I've been watching Youtube through our Roku on our Vizio TV (not a Smart TV). This is a TV in our spare bedroom and we've only had this TV 5 years. This last week I noticed Youtube was taking forever to load and then when it finally did load and I selected a video, it took a long time, too, to load. Then when it finally came up, it would lag and be very blurry. 

I was frustrated and couldn't figure out what was going on. There's no problem with slow WI-FI here and the TV sits next to the router. No problems with other TV's in the house either.

I started Googling and found out that Youtube changed it's format a while back and since this an "older" TV, Youtube will no longer be supported on it! WHAT???????

So, I spoke to a Vizio Tech and he confirmed that if I tried to upgrade the app I would lose it completely. 

I guess my only option is to buy a new TV!! Does anyone know if there's a "fix" other than spending money on a new TV?? That is the only Roku app that is affected.


----------



## Butterfly (Nov 1, 2018)

Check out Wal Mart.com.  Their TVs are pretty reasonably priced.  I had similar trouble with an older TV a couple years ago and found it was much cheaper just to replace it than to futz with it any longer.  This is, after all, the age of planned obsolescence.


----------



## oliverqueen (Nov 1, 2018)

Hi collen I bought a sanyo roku 32'' tv at walmart paid $136.96... once you have it it set up when you see the search  to the right you'll see movie, tv , actor type in youtube it's there and down load the app


----------



## Colleen (Nov 1, 2018)

I've pretty much resigned myself to the fact that I will have to replace it. I did some online shopping and found a 32" (the 40" was way too big for this house) from Walmart with 1080P and built in DVD player for $165 tax included. I would have to order it but it would be in in a couple days. What would I do with the "old" one???
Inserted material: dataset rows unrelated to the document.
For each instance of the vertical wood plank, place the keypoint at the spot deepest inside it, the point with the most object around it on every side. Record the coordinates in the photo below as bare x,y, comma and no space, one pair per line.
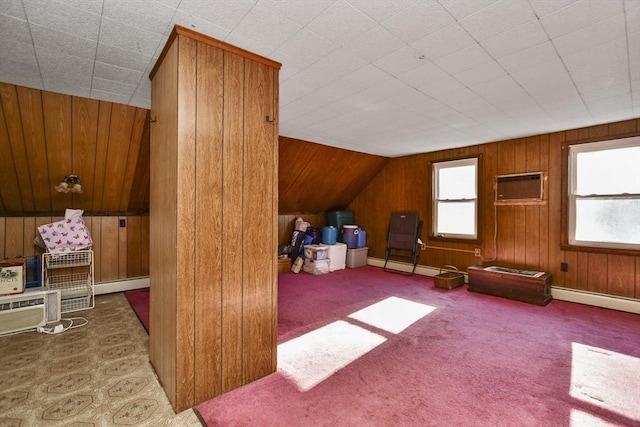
102,145
122,119
10,200
29,234
275,111
208,222
134,246
13,120
144,245
94,226
556,256
620,274
597,280
3,230
258,193
34,140
232,225
544,225
122,248
14,240
185,292
57,137
83,148
109,245
162,223
135,141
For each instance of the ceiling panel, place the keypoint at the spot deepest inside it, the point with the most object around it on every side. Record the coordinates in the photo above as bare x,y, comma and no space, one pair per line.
386,77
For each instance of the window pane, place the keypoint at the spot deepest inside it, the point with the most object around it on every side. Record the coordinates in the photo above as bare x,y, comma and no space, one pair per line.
616,221
613,171
457,183
456,218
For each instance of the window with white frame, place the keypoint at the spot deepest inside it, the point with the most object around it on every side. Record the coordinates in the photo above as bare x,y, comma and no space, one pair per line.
604,194
455,199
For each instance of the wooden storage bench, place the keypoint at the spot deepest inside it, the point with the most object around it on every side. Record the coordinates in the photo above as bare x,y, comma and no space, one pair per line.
520,285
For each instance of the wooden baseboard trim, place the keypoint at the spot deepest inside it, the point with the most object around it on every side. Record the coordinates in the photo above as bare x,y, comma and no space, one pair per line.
630,305
121,285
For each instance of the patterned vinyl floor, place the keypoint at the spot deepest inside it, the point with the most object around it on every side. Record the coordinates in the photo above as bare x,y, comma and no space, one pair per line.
96,375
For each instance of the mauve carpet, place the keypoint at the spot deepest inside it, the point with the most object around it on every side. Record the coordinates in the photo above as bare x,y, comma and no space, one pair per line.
362,347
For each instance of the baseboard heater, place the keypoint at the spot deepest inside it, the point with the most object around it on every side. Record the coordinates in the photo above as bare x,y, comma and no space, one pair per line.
28,310
533,287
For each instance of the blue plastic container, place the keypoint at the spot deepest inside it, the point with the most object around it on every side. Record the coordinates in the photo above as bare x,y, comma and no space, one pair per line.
316,233
350,236
329,235
339,218
361,240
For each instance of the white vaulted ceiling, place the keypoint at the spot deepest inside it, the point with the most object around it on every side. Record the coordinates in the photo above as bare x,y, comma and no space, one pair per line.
387,77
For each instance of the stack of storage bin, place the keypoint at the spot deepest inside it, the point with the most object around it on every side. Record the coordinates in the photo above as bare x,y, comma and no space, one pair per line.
316,259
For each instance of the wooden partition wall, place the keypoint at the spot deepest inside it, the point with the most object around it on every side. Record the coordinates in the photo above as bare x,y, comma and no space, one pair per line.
528,236
119,252
213,218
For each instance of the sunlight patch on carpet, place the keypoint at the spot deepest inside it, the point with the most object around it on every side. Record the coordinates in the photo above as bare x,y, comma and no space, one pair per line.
582,419
392,314
606,379
313,357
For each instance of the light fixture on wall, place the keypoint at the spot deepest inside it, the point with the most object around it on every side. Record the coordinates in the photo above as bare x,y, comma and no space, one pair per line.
70,184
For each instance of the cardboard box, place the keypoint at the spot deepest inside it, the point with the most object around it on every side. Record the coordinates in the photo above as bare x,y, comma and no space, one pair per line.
316,267
284,265
357,257
315,252
337,256
12,276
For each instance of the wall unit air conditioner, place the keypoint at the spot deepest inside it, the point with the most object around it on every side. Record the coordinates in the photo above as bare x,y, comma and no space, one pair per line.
520,188
28,310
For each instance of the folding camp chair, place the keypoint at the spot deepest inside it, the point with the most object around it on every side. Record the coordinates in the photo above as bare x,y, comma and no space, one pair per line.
402,238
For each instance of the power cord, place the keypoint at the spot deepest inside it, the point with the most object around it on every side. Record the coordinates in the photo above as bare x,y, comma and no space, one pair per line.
58,329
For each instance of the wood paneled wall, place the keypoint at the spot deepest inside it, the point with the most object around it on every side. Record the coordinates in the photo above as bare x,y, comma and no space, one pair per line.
318,178
528,236
45,136
119,252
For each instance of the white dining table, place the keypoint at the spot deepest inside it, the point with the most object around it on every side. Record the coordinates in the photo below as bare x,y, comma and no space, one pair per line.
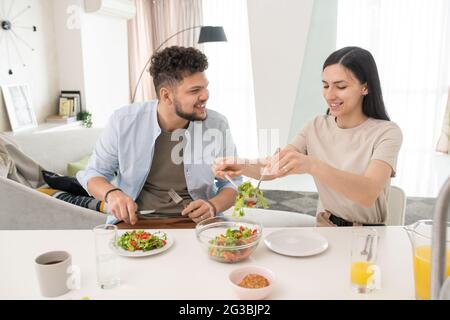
184,271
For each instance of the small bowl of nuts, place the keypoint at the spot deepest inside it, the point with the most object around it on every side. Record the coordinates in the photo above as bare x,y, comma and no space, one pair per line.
252,282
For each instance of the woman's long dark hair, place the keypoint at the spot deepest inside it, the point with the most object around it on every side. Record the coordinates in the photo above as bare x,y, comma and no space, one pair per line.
363,66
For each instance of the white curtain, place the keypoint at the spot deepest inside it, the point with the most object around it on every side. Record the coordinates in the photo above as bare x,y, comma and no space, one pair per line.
230,72
410,40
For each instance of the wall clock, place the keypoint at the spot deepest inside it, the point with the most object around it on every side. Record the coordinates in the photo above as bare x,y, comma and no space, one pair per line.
12,28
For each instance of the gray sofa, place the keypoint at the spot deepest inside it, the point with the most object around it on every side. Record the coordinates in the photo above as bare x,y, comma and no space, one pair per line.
23,208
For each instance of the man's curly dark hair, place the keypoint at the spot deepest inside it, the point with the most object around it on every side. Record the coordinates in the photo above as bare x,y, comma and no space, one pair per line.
171,65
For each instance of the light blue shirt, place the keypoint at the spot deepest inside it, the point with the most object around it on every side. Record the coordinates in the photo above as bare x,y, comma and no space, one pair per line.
127,144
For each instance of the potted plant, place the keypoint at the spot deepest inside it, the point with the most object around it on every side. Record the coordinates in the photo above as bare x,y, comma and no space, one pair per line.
86,117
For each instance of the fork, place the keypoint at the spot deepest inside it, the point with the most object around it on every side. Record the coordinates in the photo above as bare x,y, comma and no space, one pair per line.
263,170
231,180
175,196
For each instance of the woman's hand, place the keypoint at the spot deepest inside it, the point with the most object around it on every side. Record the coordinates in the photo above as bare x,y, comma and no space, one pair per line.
290,161
230,165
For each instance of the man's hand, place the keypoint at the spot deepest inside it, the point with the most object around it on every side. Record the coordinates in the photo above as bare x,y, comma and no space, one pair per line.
231,166
198,210
122,207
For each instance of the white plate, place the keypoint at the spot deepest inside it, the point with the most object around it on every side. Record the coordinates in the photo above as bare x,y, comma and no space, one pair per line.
122,252
296,242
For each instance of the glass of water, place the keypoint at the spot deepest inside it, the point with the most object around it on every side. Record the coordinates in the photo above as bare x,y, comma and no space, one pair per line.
108,273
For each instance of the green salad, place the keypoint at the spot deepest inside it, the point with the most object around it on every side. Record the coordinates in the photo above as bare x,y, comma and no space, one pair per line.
141,240
248,196
232,238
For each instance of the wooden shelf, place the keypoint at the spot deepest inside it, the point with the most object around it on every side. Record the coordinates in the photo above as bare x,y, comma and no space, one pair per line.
48,127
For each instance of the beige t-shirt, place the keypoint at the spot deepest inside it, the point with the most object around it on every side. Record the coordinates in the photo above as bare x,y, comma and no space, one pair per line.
351,150
164,175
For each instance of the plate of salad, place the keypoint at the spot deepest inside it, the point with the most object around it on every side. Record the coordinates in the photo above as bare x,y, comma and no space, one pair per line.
140,243
248,197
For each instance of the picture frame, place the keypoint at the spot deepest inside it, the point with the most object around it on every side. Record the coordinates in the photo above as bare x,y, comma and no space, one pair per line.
19,107
75,96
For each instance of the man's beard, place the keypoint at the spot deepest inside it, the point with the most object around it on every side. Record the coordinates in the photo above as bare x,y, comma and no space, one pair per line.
187,116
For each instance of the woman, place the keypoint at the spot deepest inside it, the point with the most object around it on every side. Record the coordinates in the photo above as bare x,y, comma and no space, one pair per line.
351,152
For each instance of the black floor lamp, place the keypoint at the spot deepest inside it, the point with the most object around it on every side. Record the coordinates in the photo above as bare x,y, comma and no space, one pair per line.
207,34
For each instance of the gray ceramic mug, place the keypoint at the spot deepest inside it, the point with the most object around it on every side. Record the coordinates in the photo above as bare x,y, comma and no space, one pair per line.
52,270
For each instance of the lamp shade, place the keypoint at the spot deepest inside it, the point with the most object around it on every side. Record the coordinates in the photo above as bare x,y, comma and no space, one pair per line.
211,34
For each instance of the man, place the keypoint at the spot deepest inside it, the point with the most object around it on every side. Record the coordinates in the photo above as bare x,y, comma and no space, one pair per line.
138,144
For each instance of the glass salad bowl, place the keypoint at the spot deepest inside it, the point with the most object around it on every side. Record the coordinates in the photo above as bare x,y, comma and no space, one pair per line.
228,240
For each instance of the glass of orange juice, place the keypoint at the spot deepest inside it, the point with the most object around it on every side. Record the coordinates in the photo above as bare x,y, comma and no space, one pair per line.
364,273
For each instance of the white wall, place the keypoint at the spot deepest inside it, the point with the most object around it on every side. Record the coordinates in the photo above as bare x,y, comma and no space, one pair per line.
74,51
94,48
41,72
278,36
68,45
105,58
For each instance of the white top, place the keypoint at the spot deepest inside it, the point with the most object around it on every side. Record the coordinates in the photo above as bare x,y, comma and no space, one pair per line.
185,271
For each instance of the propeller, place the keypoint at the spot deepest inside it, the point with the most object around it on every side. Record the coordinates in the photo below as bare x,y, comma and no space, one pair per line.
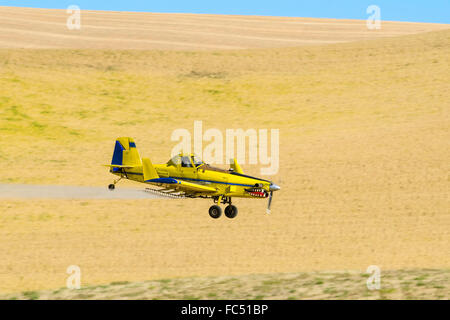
273,187
269,203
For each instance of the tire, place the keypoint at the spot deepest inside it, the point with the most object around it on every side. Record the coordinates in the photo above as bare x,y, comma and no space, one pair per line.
231,211
215,211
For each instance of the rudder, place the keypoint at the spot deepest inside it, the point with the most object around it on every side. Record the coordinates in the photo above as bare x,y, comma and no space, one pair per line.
126,153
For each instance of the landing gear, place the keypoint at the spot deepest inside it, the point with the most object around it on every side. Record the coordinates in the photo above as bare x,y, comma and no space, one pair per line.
215,211
231,211
112,186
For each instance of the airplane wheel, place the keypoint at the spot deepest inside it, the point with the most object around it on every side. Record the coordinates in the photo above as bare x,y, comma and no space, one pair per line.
215,211
231,211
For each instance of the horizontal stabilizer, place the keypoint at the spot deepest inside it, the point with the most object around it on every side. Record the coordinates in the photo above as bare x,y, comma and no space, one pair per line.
235,166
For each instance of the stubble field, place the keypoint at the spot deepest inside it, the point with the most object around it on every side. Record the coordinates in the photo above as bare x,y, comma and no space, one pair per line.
364,149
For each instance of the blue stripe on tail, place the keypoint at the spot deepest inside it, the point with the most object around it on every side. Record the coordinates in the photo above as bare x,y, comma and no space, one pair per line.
118,154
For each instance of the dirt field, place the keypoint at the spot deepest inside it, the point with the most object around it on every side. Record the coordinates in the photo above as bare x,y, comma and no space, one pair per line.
364,149
44,28
407,284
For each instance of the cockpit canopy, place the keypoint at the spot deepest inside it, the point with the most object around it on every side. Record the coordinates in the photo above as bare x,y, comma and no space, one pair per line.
186,161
Yes, Butterfly...we were saying the same thing today when we were at Walmart...everything is throw away these days.


----------



## oliverqueen (Nov 2, 2018)

donate it


----------



## AprilSun (Nov 3, 2018)

oliverqueen said:


> donate it



If you have a Salvation Army Thrift store in your area or something like it, you could check with them and see if they would take it. If so, donate it to them. Just a few years ago, I had to get a new tv and my old one was still working so I donated it to the Salvation Army Thrift store.


----------



## Colleen (Nov 3, 2018)

I thought about Craigslist, too. I've been very successful in the past with selling things on Craigslist (probably because I sold everything too cheap..haha). We don't have a Salvation Army store here but we have a Goodwill. I was also thinking about donating to ARC, if they wanted it or a nursing home.


----------



## oliverqueen (Nov 3, 2018)

how big is the tv


----------



## Colleen (Nov 3, 2018)

oliverqueen said:


> how big is the tv



40". I also have a stand it sits on.


----------



## oliverqueen (Nov 3, 2018)

someone could use it


----------